Neben den genannten bundesrechtlichen Mitwirkungsrechten hat Baden-Württemberg in § 49 Abs. 1 NatSchG weitere Beteiligungsrechte für anerkannte Naturschutzvereinigungen festgelegt:

  • bei Befreiungen von Verordnungen zu Landschaftsschutzgebieten und zu flächenhaften Naturdenkmalen, wenn das Vorhaben zu Eingriffen von besonderer Tragweite oder zu einer schwerwiegenden Beeinträchtigung überörtlicher Interessen der Erholung suchenden Bevölkerung führen kann,
  • bei der FFH-Verträglichkeitsprüfung und der Erteilung von Ausnahmen für ein Projekt in einem Natura 2000-Gebiet,
  • bei Waldumwandlungen in Fällen von mehr als fünf Hektar Fläche,
  • bei Entscheidungen nach §§ 11 und 15 WHG bezüglich der Entnahme und Einleitung von Wasser und Abwasser,
  • bei Eingriffen durch Plangenehmigungen anstelle von Planfeststellungen, auch wenn keine Öffentlichkeitsbeteiligung vorgesehen ist,
  • bei Eingriffen in unzerschnittene Landschaftsräume nach § 20 NatSchG,
  • vor Befreiungen von den Verboten zum Schutz gesetzlich geschützter Biotope (§ 30 Abs. 2 BNatSchG und § 33 NatSchG),
  • bei der Verträglichkeitsprüfung in Bezug auf gentechnisch veränderte Organismen (nach § 35 Abs. 4 NatSchG und bei Ausnahmen vom Verbot des § 35 Abs. 2 S. 1 NatSchG nach § 35 Abs. 2 S. 2 NatSchG).

Das NatSchG sieht vor, dass die Behörden in Beteiligungsfällen nach § 63 BNatSchG und § 49 Abs. 1 NatSchG den anerkannten Naturschutzvereinigungen die Planunterlagen für das jeweilige Planvorhaben zusenden.
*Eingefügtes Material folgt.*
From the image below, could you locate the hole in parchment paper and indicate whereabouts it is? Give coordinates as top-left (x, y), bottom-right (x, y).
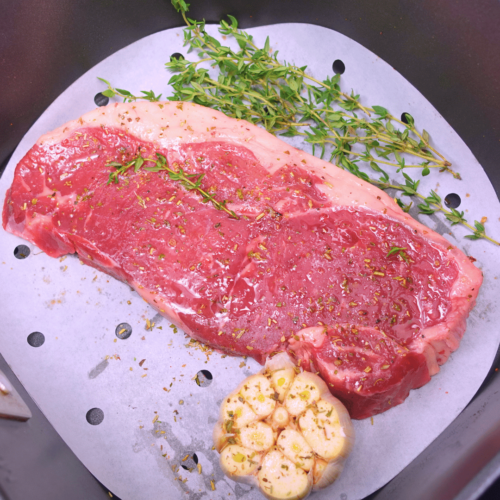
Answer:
top-left (332, 59), bottom-right (345, 75)
top-left (444, 193), bottom-right (461, 209)
top-left (14, 245), bottom-right (30, 259)
top-left (195, 370), bottom-right (213, 387)
top-left (86, 408), bottom-right (104, 425)
top-left (401, 112), bottom-right (413, 125)
top-left (94, 92), bottom-right (109, 107)
top-left (115, 323), bottom-right (132, 339)
top-left (27, 331), bottom-right (45, 347)
top-left (170, 53), bottom-right (184, 62)
top-left (181, 452), bottom-right (199, 470)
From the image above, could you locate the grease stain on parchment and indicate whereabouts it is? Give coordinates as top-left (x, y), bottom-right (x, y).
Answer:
top-left (88, 359), bottom-right (109, 379)
top-left (131, 420), bottom-right (256, 499)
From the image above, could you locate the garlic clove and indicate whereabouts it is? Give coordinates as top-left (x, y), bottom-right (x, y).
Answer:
top-left (257, 448), bottom-right (312, 500)
top-left (269, 406), bottom-right (290, 430)
top-left (240, 374), bottom-right (277, 418)
top-left (277, 429), bottom-right (315, 471)
top-left (284, 372), bottom-right (323, 416)
top-left (299, 397), bottom-right (353, 462)
top-left (239, 421), bottom-right (276, 452)
top-left (220, 444), bottom-right (261, 479)
top-left (220, 394), bottom-right (258, 428)
top-left (270, 367), bottom-right (296, 402)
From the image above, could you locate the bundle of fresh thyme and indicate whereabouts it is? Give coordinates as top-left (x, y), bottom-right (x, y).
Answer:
top-left (98, 0), bottom-right (498, 245)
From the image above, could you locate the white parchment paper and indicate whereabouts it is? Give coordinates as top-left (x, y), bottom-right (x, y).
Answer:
top-left (1, 24), bottom-right (499, 500)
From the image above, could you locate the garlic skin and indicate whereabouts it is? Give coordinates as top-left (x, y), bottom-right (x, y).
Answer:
top-left (213, 352), bottom-right (355, 499)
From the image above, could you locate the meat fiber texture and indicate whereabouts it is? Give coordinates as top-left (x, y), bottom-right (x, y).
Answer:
top-left (2, 101), bottom-right (482, 419)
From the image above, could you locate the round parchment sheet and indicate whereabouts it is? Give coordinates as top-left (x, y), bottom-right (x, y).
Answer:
top-left (1, 23), bottom-right (499, 500)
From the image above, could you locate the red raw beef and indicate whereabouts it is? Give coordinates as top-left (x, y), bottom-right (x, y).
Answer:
top-left (2, 102), bottom-right (482, 418)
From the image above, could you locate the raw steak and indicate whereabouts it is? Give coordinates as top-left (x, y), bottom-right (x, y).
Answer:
top-left (2, 102), bottom-right (482, 419)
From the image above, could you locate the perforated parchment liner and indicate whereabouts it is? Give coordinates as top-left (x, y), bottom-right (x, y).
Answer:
top-left (1, 24), bottom-right (499, 500)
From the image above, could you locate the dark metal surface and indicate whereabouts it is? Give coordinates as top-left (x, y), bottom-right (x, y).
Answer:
top-left (1, 1), bottom-right (499, 499)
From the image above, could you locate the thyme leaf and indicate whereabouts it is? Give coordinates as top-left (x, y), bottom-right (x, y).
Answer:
top-left (396, 198), bottom-right (412, 213)
top-left (464, 221), bottom-right (487, 241)
top-left (445, 208), bottom-right (467, 226)
top-left (386, 247), bottom-right (409, 262)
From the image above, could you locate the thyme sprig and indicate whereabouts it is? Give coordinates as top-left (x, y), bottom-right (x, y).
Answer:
top-left (98, 78), bottom-right (163, 102)
top-left (377, 180), bottom-right (497, 245)
top-left (97, 1), bottom-right (498, 246)
top-left (106, 152), bottom-right (239, 219)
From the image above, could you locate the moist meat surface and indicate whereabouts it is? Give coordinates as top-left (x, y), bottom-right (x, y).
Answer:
top-left (3, 101), bottom-right (482, 418)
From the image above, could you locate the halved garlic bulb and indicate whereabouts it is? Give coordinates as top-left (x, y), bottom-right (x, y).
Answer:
top-left (213, 352), bottom-right (355, 499)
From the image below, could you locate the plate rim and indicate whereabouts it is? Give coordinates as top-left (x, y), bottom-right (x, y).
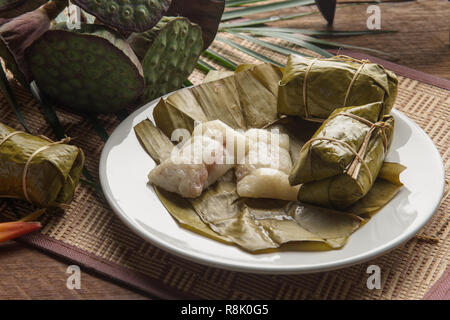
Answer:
top-left (99, 98), bottom-right (445, 274)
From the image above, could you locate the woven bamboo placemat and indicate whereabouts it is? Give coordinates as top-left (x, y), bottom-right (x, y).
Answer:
top-left (0, 35), bottom-right (449, 299)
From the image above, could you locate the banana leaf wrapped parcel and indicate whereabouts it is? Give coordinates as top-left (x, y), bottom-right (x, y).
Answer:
top-left (0, 122), bottom-right (84, 207)
top-left (290, 102), bottom-right (395, 209)
top-left (134, 65), bottom-right (405, 252)
top-left (278, 54), bottom-right (398, 121)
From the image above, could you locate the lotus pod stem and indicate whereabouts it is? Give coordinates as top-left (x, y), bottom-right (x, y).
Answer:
top-left (128, 16), bottom-right (203, 103)
top-left (0, 0), bottom-right (47, 19)
top-left (71, 0), bottom-right (172, 33)
top-left (26, 23), bottom-right (145, 113)
top-left (0, 0), bottom-right (68, 86)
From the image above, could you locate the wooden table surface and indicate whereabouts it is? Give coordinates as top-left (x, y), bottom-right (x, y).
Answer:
top-left (0, 0), bottom-right (448, 300)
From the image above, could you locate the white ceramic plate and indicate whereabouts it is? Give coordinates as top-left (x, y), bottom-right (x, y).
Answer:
top-left (99, 98), bottom-right (445, 274)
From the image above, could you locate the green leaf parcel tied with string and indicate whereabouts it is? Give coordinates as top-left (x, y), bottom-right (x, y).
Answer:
top-left (291, 102), bottom-right (397, 209)
top-left (0, 122), bottom-right (84, 207)
top-left (278, 54), bottom-right (398, 122)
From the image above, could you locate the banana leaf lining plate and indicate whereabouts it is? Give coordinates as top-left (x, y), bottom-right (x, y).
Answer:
top-left (99, 95), bottom-right (445, 274)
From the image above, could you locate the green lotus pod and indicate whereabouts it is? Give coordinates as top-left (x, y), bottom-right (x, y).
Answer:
top-left (167, 0), bottom-right (225, 50)
top-left (26, 23), bottom-right (145, 113)
top-left (128, 16), bottom-right (203, 103)
top-left (71, 0), bottom-right (172, 32)
top-left (0, 0), bottom-right (47, 19)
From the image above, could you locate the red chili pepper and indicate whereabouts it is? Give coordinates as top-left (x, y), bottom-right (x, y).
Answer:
top-left (0, 221), bottom-right (41, 243)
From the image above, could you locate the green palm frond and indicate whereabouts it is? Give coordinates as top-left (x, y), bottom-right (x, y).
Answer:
top-left (222, 26), bottom-right (395, 37)
top-left (217, 36), bottom-right (284, 67)
top-left (85, 114), bottom-right (109, 143)
top-left (225, 0), bottom-right (268, 7)
top-left (219, 11), bottom-right (318, 29)
top-left (0, 64), bottom-right (31, 133)
top-left (222, 0), bottom-right (315, 21)
top-left (197, 59), bottom-right (217, 73)
top-left (227, 31), bottom-right (311, 57)
top-left (203, 49), bottom-right (238, 70)
top-left (207, 0), bottom-right (396, 70)
top-left (29, 81), bottom-right (105, 198)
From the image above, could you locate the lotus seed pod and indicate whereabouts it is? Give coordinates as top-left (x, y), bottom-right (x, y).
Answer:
top-left (128, 16), bottom-right (203, 103)
top-left (71, 0), bottom-right (172, 33)
top-left (0, 0), bottom-right (68, 86)
top-left (0, 0), bottom-right (47, 19)
top-left (167, 0), bottom-right (224, 50)
top-left (0, 0), bottom-right (24, 12)
top-left (26, 23), bottom-right (145, 113)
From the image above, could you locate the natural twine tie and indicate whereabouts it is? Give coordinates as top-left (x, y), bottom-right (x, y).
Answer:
top-left (0, 130), bottom-right (71, 204)
top-left (343, 63), bottom-right (366, 107)
top-left (293, 55), bottom-right (371, 122)
top-left (300, 112), bottom-right (391, 185)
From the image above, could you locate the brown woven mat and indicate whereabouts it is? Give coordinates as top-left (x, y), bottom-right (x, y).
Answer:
top-left (1, 33), bottom-right (449, 299)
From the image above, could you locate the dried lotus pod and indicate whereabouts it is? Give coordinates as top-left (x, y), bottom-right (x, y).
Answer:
top-left (0, 0), bottom-right (24, 12)
top-left (0, 0), bottom-right (68, 86)
top-left (167, 0), bottom-right (225, 50)
top-left (26, 23), bottom-right (145, 113)
top-left (71, 0), bottom-right (172, 32)
top-left (128, 16), bottom-right (203, 103)
top-left (0, 0), bottom-right (47, 19)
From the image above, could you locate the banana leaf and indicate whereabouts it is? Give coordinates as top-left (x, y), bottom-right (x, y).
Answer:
top-left (291, 102), bottom-right (396, 209)
top-left (134, 63), bottom-right (404, 252)
top-left (203, 63), bottom-right (282, 128)
top-left (348, 162), bottom-right (406, 217)
top-left (135, 118), bottom-right (363, 251)
top-left (278, 54), bottom-right (398, 121)
top-left (154, 62), bottom-right (282, 136)
top-left (202, 70), bottom-right (234, 83)
top-left (0, 122), bottom-right (84, 207)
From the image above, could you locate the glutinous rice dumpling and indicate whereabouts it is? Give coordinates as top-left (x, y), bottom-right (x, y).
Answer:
top-left (147, 120), bottom-right (247, 198)
top-left (236, 128), bottom-right (300, 201)
top-left (290, 102), bottom-right (394, 209)
top-left (0, 122), bottom-right (85, 207)
top-left (278, 54), bottom-right (398, 122)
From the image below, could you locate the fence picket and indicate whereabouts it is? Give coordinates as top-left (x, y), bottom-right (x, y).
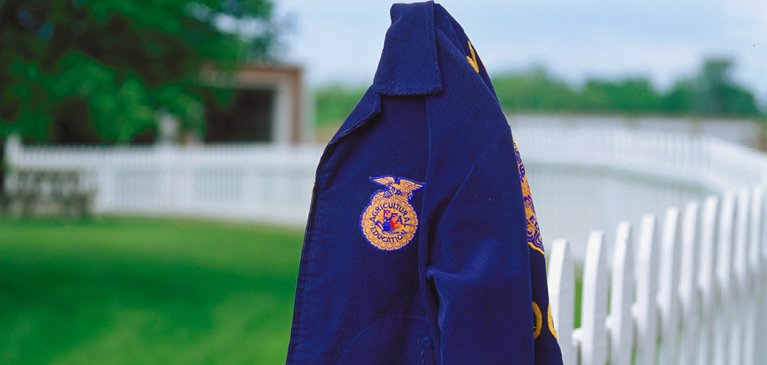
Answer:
top-left (761, 184), bottom-right (767, 364)
top-left (559, 190), bottom-right (764, 365)
top-left (634, 214), bottom-right (660, 365)
top-left (580, 231), bottom-right (609, 365)
top-left (696, 196), bottom-right (720, 365)
top-left (547, 239), bottom-right (576, 365)
top-left (658, 207), bottom-right (682, 365)
top-left (609, 221), bottom-right (633, 365)
top-left (729, 189), bottom-right (751, 365)
top-left (677, 201), bottom-right (700, 365)
top-left (713, 192), bottom-right (736, 365)
top-left (745, 186), bottom-right (764, 365)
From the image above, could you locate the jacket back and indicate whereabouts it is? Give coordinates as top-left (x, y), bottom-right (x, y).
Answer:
top-left (287, 2), bottom-right (563, 364)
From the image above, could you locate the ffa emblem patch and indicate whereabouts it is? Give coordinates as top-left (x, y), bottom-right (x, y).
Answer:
top-left (360, 176), bottom-right (424, 251)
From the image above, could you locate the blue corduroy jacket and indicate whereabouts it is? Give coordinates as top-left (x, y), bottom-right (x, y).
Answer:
top-left (287, 2), bottom-right (563, 364)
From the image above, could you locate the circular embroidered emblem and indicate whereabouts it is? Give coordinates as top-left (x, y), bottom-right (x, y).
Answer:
top-left (360, 176), bottom-right (424, 251)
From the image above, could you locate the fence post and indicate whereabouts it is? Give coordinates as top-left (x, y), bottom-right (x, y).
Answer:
top-left (609, 221), bottom-right (633, 365)
top-left (678, 201), bottom-right (700, 365)
top-left (713, 192), bottom-right (736, 365)
top-left (634, 214), bottom-right (659, 365)
top-left (548, 239), bottom-right (576, 365)
top-left (658, 207), bottom-right (682, 365)
top-left (4, 133), bottom-right (22, 164)
top-left (580, 231), bottom-right (608, 365)
top-left (696, 196), bottom-right (719, 365)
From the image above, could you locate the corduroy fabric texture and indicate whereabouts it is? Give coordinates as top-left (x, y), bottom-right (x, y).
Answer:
top-left (286, 2), bottom-right (563, 364)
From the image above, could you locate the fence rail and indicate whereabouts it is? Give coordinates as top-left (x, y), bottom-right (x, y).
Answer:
top-left (512, 126), bottom-right (767, 192)
top-left (548, 186), bottom-right (766, 365)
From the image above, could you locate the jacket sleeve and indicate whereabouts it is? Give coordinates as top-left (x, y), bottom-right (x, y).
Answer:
top-left (427, 130), bottom-right (563, 364)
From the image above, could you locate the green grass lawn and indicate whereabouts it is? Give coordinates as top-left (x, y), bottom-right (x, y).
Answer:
top-left (0, 218), bottom-right (304, 365)
top-left (0, 217), bottom-right (584, 364)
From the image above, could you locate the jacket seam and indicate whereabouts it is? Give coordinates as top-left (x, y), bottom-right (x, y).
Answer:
top-left (287, 163), bottom-right (325, 364)
top-left (420, 127), bottom-right (509, 363)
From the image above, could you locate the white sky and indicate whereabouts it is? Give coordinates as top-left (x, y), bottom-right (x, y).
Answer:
top-left (275, 0), bottom-right (767, 104)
Wenn die Naturschutzvereinigung dazu eine Stellungnahme abgibt, erhält sie später auch die Entscheidung der Behörde oder die Rechtsverordnung (§ 49 Abs. 2 NatSchG).
Im Naturschutzgesetz ist die Möglichkeit verankert, vom Anhörungsrecht der anerkannten Naturschutzvereinigungen abzusehen, wenn Auswirkungen auf Natur und Landschaft nicht oder nur in geringfügigem Umfang zu erwarten sind (§ 49 Abs. 3 NatSchG), meist bei geringfügigen Befreiungen von Schutzgebieten. Das Umweltministerium hat einen Katalog von Regelbeispielen als Vollzugshinweise erstellt. Die Behörden sind ausdrücklich nicht von der Pflicht zur Einzelfallprüfung entbunden.
Weitere Anhörungs- und Beteiligungsrechte ergeben sich aus
Fachgesetzen oder Beteiligungsgeboten in Baden-Württemberg,
z. B. bei wasserrechtlichen und abfallrechtlichen Erlaubnis-, Be-
willigungs- und Genehmigungsverfahren.

2.6.3.3 | Klagen und Widersprüche

Anerkannte Naturschutzvereinigungen können nicht nur gegen die bereits erwähnten umweltrechtlichen Entscheidungen (siehe Kap. 2.6.3) Rechtsbehelfe (Klagen und Widersprüche) einlegen. Sie können auch gegen naturschutzrechtliche Entscheidungen klagen.

Das BNatSchG beschreibt in § 64 Abs. 1 die Fälle, in denen eine Klage möglich ist. Das NatSchG (§ 50 NatSchG) erweitert die Bundesliste um die Beteiligungsfälle nach § 49 Abs. 1 NatSchG (siehe Kap. 2.6.3.2).

Die anerkannten Umwelt- und Naturschutzvereinigungen verfügen inzwischen über ansehnliche Beteiligungs- und Klagerechte. Demgegenüber sind die oft hohen Kosten einer Klage durch die Verbände/Vereinigungen nur schwer zu schultern, weshalb Verbandsklagen eher die Ausnahme sind.

2.6.4 | Betreuung geschützter Gebiete

Die Naturschutzbehörden können Naturschutzvereinigungen auf Antrag widerruflich die Betreuung geschützter Gebiete oder geschützter Arten (z. B. Wanderfalke) übertragen (§ 3 Abs. 4 BNatSchG und § 63 Abs.1 NatSchG). Hoheitliche Befugnisse werden nicht übertragen.